そんな空間を歩いていると、目の前に一人の少女が姿を現す。
「えっと、ゾラなのかな……?」
茶色い髪の少女が蹲っている。
ただし、その姿は五歳児程だった。
膝を抱いて頭を埋めている。
呼び掛けには答えてくれなかった。
「何をしてるの? こんな所からは早く出ようよ?」
「きらい……。みんな、きらい……」
それを返事と呼んで良いのだろうか?
ゾラからの呟きが耳に届く。
状況が良くわからない。
オレは首を傾げ、ゾラへと尋ねる。
「みんなって誰のこと? どうして嫌いなの?」
「みんなはみんな……。

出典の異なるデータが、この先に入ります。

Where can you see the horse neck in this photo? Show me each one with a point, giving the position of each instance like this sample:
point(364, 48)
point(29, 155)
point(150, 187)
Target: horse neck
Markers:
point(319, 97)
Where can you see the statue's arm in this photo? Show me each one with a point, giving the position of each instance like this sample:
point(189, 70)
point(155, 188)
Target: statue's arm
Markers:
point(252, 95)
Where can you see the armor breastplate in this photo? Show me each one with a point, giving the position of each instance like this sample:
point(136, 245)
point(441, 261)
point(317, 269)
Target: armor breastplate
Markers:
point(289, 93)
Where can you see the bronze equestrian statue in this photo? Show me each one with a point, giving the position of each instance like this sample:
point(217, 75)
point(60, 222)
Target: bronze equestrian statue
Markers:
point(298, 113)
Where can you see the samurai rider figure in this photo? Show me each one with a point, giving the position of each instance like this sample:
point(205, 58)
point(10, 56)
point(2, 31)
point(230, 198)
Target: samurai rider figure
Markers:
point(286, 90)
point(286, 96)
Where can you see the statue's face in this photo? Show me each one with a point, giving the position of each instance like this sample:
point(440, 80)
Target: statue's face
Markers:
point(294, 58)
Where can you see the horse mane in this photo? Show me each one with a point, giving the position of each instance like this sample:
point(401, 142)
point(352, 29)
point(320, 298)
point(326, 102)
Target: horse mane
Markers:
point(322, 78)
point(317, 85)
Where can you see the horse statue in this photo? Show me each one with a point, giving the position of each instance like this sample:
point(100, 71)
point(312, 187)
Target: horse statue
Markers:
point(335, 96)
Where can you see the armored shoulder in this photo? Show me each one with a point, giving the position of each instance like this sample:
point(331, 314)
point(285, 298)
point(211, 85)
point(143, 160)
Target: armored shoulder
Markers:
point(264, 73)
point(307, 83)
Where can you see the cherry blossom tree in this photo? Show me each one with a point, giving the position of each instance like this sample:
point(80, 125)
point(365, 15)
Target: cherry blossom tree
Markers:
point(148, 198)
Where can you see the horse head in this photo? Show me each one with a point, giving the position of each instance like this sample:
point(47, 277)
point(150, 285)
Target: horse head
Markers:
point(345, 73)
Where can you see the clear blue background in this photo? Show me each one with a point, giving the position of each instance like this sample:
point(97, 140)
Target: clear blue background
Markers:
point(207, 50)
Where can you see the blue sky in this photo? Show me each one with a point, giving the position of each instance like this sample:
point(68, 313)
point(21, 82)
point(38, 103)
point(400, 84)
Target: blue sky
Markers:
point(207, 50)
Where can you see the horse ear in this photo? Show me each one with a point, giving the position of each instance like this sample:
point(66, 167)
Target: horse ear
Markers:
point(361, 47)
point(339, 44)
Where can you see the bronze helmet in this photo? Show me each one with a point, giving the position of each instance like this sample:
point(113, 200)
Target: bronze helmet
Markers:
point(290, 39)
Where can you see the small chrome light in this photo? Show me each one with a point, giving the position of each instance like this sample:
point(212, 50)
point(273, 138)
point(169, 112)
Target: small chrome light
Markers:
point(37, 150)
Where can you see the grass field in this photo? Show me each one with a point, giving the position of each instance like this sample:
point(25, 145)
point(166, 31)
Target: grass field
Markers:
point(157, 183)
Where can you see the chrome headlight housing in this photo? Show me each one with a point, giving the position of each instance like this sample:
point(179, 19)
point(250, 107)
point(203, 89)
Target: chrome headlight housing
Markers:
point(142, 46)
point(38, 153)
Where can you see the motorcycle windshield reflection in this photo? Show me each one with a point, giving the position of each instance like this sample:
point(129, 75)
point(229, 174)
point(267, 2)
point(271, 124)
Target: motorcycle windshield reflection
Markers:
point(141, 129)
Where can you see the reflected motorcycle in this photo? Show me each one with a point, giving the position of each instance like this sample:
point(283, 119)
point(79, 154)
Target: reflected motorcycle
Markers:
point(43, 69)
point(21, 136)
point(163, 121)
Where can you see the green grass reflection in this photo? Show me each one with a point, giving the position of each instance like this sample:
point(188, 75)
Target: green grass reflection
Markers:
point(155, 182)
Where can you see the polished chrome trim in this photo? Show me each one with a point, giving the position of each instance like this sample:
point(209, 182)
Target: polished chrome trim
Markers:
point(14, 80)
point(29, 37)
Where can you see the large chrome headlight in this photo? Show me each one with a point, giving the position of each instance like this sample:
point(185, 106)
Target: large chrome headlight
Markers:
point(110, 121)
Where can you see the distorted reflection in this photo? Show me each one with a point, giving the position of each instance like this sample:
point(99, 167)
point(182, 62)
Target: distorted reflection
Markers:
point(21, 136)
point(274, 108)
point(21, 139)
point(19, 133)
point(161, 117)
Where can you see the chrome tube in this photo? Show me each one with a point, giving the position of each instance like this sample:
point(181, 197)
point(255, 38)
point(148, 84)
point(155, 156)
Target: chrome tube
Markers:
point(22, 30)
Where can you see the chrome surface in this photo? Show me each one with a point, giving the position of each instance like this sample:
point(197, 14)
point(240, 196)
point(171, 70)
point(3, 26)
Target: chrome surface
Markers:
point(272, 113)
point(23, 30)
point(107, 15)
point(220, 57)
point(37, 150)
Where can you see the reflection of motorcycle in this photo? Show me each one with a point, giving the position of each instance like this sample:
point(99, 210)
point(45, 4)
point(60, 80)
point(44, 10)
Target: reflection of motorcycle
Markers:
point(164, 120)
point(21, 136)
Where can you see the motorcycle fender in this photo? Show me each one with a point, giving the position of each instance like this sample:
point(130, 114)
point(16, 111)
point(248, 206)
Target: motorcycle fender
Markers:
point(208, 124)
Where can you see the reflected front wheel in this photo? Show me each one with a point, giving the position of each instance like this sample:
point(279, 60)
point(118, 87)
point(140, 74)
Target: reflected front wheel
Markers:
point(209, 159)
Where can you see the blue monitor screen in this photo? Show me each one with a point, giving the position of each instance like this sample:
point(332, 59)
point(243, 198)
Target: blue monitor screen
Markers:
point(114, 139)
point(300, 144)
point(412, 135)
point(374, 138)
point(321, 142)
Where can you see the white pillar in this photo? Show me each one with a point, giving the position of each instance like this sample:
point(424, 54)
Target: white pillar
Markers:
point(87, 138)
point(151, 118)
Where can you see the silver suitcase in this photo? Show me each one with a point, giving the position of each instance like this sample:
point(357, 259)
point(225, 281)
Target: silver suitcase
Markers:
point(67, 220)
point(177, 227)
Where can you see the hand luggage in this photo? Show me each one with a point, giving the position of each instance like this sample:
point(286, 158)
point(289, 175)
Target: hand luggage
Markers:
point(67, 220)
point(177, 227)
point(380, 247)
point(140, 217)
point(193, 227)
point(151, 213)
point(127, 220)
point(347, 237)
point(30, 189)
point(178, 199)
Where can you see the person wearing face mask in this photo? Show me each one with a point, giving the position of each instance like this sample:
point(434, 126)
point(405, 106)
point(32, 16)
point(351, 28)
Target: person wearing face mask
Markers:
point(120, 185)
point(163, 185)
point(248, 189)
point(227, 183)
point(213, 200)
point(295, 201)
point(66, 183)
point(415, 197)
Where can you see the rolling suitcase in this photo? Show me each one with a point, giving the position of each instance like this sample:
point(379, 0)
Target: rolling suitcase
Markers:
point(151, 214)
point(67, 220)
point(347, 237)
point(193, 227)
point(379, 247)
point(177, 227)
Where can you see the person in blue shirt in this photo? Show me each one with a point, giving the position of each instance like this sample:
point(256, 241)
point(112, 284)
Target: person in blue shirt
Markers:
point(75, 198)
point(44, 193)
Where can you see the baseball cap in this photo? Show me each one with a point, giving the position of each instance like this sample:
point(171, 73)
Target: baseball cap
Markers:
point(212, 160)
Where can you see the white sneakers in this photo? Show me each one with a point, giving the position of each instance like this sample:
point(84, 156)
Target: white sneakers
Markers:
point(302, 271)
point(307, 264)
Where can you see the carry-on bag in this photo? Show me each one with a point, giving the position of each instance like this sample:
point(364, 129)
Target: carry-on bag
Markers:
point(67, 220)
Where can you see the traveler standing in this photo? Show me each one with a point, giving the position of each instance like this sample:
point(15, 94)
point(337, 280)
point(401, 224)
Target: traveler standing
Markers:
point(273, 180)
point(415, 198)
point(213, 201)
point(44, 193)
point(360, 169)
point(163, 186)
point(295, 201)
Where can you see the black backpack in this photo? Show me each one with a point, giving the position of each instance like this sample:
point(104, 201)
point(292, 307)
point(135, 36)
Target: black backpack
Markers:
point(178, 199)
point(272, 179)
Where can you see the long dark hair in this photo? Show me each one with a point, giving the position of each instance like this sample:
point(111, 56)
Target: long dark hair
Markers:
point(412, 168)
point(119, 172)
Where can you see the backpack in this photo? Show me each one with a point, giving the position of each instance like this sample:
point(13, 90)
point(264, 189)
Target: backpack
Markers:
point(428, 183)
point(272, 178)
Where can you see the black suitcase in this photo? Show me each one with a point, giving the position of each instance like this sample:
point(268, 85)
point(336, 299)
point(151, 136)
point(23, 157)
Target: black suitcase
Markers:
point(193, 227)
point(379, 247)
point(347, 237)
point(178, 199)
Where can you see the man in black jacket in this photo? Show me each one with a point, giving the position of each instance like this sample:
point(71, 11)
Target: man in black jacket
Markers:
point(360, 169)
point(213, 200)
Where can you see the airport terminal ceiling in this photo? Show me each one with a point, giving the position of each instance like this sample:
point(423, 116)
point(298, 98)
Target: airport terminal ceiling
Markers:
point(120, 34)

きらいなものはきらい……」
これは本当に困った。
まったく会話にならないんですけど……。
とはいえ、どうにか話をしないとな。
失敗するとオレも死亡らしいし……。
――と、そこで周囲の光景が変わる。
『ねえ、どうして遊んでくれないの……?』
『気持ち悪いんだよ! こっちに来るな!』
幼き日のゾラが闇に浮かび上がる。
その目の前には、離れて行く子供達の姿。
ゾラは追い掛けようとする。
しかし、子供の一人がゾラへと石を投げて来た。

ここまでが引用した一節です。